Many of the undead are unsettled. Robin the caveman (Laurence Rickard) is struggling to find his usual Christmas spirit, while the Captain (Ben Willbond) wants to take advantage of the fact that infants can see ghosts by soothing Mia with baby talk, something his clipped wartime idiom doesn’t lend itself to. As so often, the biggest laughs come from moping Regency poet Thomas (Mathew Baynton), who nobly puts his ardour for Alison aside, ignoring that his love remains unrequited as he urges her to control her desires and remain faithful to her new family: “Think of the child!”

Then Betty gets a fanciful idea into her head, becoming convinced that the building is haunted. She is, of course, correct – she did see an object move, because roguish 80s MP Julian (Simon Farnaby) is the one ghost who can do that – so the living and the dead have to work together to con her into believing she was mistaken and restore peace to the house.

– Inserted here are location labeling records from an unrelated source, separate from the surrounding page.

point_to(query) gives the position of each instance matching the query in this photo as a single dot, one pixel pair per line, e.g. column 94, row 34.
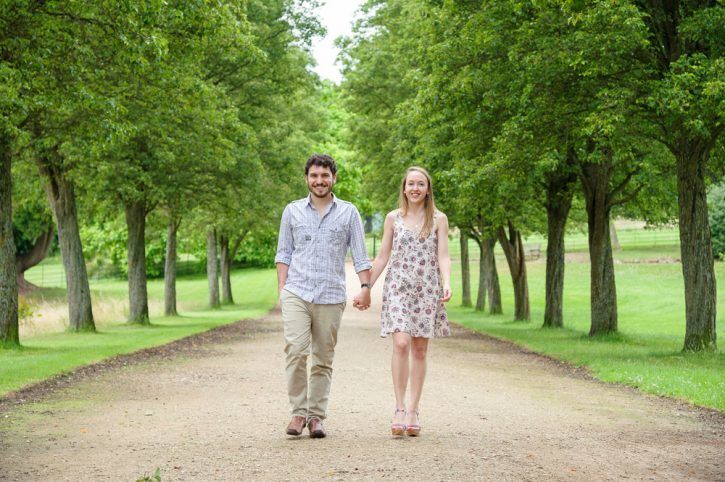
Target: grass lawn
column 647, row 351
column 43, row 356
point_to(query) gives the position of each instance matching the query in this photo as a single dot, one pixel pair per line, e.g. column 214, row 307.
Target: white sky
column 336, row 16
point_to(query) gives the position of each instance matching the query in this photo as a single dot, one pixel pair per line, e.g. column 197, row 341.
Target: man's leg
column 297, row 320
column 325, row 323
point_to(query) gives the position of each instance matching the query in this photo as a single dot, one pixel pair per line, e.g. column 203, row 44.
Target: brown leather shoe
column 296, row 425
column 314, row 425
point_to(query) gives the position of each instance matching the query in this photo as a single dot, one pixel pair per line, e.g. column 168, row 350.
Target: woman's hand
column 447, row 294
column 362, row 300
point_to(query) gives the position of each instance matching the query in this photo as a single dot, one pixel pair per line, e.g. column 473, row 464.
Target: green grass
column 647, row 352
column 44, row 356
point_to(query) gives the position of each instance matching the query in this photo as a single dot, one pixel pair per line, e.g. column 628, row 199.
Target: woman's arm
column 386, row 246
column 444, row 257
column 362, row 301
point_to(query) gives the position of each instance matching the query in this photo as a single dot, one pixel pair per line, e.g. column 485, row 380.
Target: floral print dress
column 413, row 288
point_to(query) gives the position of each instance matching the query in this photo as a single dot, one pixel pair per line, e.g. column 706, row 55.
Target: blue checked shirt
column 314, row 248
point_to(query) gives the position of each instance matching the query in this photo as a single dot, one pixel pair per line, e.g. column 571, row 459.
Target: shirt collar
column 309, row 200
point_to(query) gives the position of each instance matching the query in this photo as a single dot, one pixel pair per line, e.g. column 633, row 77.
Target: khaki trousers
column 309, row 329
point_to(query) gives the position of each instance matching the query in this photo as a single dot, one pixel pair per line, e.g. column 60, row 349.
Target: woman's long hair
column 428, row 203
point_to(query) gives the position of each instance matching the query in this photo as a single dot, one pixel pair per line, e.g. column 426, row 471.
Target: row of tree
column 522, row 108
column 195, row 112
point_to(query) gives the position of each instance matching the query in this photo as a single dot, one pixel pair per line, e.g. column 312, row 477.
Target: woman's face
column 416, row 187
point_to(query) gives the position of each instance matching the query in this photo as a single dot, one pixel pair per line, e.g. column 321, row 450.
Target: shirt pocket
column 302, row 235
column 336, row 236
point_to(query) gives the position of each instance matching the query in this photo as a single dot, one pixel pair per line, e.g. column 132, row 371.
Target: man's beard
column 314, row 193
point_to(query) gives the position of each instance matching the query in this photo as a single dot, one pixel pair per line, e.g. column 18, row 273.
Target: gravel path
column 214, row 408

That, more or less, is that. There isn’t the big tearful hit provided by last year’s Christmas special, when goofy scout leader Pat (Jim Howick) posthumously realised how much his family loved and respected him via the discovery of an old VHS tape, in one of those storylines it’s hard to even think about without misting up. There’s no pantomime or other major Christmassy set piece. The last Ghosts is nearly too uneventful.

But Ghosts has already ascended into the sitcom sublime. That fifth season was a long farewell, filling in the death stories for the Captain, dippy Georgian noblewoman Kitty (Lolly Adefope) and decapitated Tudor gentleman Sir Humphrey Bone (Rickard, once again). Affairs were put in order. The show’s writers – Baynton, Howick, Farnaby, Howe-Douglas, Rickard and Willbond – have always brought a deft wisdom to their creation, knowing exactly when to be rude and when to be sentimental, when to be chaotic and when to be calm. They will also have clocked that although everyone says sitcoms can theoretically go on for ever, in practice the ones with any emotional heft have to keep moving their characters on. The moment when those imaginary friends have all been fully fleshed out is, bittersweetly, when it’s time to let them go.

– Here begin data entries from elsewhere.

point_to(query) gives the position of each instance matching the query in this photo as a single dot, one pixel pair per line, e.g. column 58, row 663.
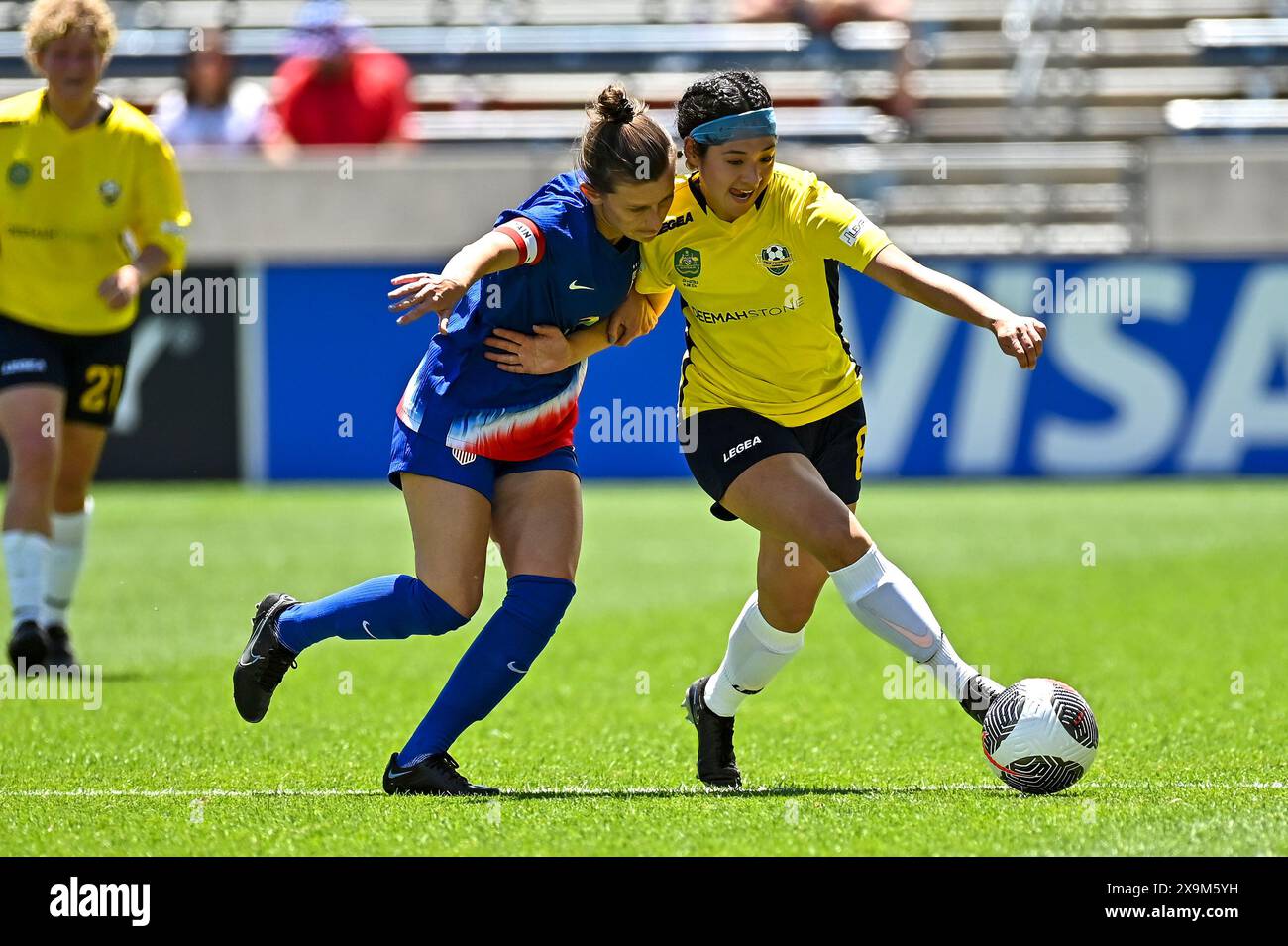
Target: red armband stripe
column 527, row 239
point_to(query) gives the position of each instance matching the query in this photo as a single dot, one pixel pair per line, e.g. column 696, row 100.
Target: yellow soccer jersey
column 71, row 205
column 763, row 325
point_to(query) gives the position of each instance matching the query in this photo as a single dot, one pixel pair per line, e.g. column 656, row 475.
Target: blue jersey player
column 482, row 448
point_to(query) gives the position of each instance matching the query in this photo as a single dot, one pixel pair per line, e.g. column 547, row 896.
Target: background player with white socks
column 43, row 573
column 68, row 302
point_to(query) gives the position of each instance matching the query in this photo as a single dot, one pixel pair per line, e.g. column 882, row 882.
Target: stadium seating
column 1033, row 112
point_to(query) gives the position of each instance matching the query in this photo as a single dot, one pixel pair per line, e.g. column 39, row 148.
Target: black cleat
column 980, row 692
column 716, row 762
column 265, row 662
column 434, row 775
column 29, row 646
column 59, row 646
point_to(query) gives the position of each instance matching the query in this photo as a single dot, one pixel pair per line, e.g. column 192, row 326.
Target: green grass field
column 1175, row 636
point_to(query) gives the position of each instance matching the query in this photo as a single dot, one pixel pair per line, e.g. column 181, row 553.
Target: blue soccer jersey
column 572, row 277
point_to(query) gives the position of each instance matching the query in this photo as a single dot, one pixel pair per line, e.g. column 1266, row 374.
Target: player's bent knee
column 463, row 597
column 34, row 460
column 787, row 617
column 539, row 602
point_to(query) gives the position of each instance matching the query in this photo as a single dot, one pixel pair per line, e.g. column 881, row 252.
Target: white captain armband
column 527, row 240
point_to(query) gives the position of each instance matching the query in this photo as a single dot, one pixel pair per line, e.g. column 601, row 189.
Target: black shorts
column 89, row 367
column 720, row 444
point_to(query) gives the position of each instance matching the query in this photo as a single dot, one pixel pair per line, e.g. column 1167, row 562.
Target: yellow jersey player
column 90, row 210
column 772, row 399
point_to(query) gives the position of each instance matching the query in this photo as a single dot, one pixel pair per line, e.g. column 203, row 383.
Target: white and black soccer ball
column 1039, row 735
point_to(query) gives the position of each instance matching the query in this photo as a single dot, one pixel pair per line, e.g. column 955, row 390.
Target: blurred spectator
column 820, row 16
column 824, row 16
column 213, row 107
column 335, row 88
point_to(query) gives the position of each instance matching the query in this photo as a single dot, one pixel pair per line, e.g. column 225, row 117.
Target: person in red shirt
column 336, row 89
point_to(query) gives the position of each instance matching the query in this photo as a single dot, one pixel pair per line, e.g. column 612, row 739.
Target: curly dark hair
column 715, row 97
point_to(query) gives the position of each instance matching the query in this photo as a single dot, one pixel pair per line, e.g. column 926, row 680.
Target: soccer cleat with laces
column 27, row 648
column 59, row 653
column 980, row 692
column 265, row 662
column 716, row 762
column 434, row 775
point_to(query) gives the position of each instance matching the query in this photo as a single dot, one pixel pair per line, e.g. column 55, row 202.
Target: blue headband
column 737, row 126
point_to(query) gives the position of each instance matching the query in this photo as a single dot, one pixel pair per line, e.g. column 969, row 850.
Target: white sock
column 756, row 653
column 888, row 604
column 65, row 554
column 25, row 558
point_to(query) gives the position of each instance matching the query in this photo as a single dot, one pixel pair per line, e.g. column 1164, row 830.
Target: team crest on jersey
column 776, row 258
column 688, row 263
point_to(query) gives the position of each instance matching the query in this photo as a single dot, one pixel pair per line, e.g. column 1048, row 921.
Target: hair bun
column 616, row 106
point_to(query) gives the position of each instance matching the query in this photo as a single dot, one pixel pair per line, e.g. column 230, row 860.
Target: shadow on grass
column 751, row 793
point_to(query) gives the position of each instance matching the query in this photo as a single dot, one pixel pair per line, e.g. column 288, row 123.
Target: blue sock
column 513, row 639
column 389, row 607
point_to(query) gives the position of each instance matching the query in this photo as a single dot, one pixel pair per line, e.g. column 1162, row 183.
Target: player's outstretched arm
column 636, row 315
column 1019, row 336
column 419, row 293
column 548, row 351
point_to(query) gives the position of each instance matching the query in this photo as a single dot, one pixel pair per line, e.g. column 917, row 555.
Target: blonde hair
column 52, row 20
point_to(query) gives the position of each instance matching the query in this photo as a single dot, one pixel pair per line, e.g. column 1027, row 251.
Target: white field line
column 630, row 791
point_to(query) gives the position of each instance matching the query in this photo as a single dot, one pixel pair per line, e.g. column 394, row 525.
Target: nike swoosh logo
column 919, row 640
column 254, row 657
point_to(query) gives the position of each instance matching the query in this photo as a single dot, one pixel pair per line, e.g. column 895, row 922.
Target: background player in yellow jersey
column 773, row 399
column 90, row 210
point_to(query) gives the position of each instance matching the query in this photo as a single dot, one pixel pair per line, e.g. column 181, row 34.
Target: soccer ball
column 1039, row 735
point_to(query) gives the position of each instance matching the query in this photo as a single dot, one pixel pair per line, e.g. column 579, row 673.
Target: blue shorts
column 429, row 456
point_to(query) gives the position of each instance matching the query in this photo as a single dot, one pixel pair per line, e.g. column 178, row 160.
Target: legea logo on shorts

All of that keys into a final episode that is, typically, cleverer and spikier than it looks. The quest to rid the household of an annoying grandma is itself a telling, very slightly daring tale about the frustrations and rewards of Christmas visits from family, but it elegantly sets up the perfectly judged closing scenes, which display one of the signs that a sitcom has achieved classic status: when those buffoons who have made us giggle so many times reveal themselves to be rounded, compassionate people who were never really as daft as they seemed.

Granting the silly, cartoonish ghosts agency in how Ghosts ends is one more expert creative decision, a gentle surprise that makes total sense. What’s not a surprise at all is that a show about life and death and remembrance and renewal should have managed its own demise so beautifully. Now its work is done, Ghosts is ready to depart. We will fondly miss it.

• Ghosts Christmas Special was on BBC One and is available on iPlayer.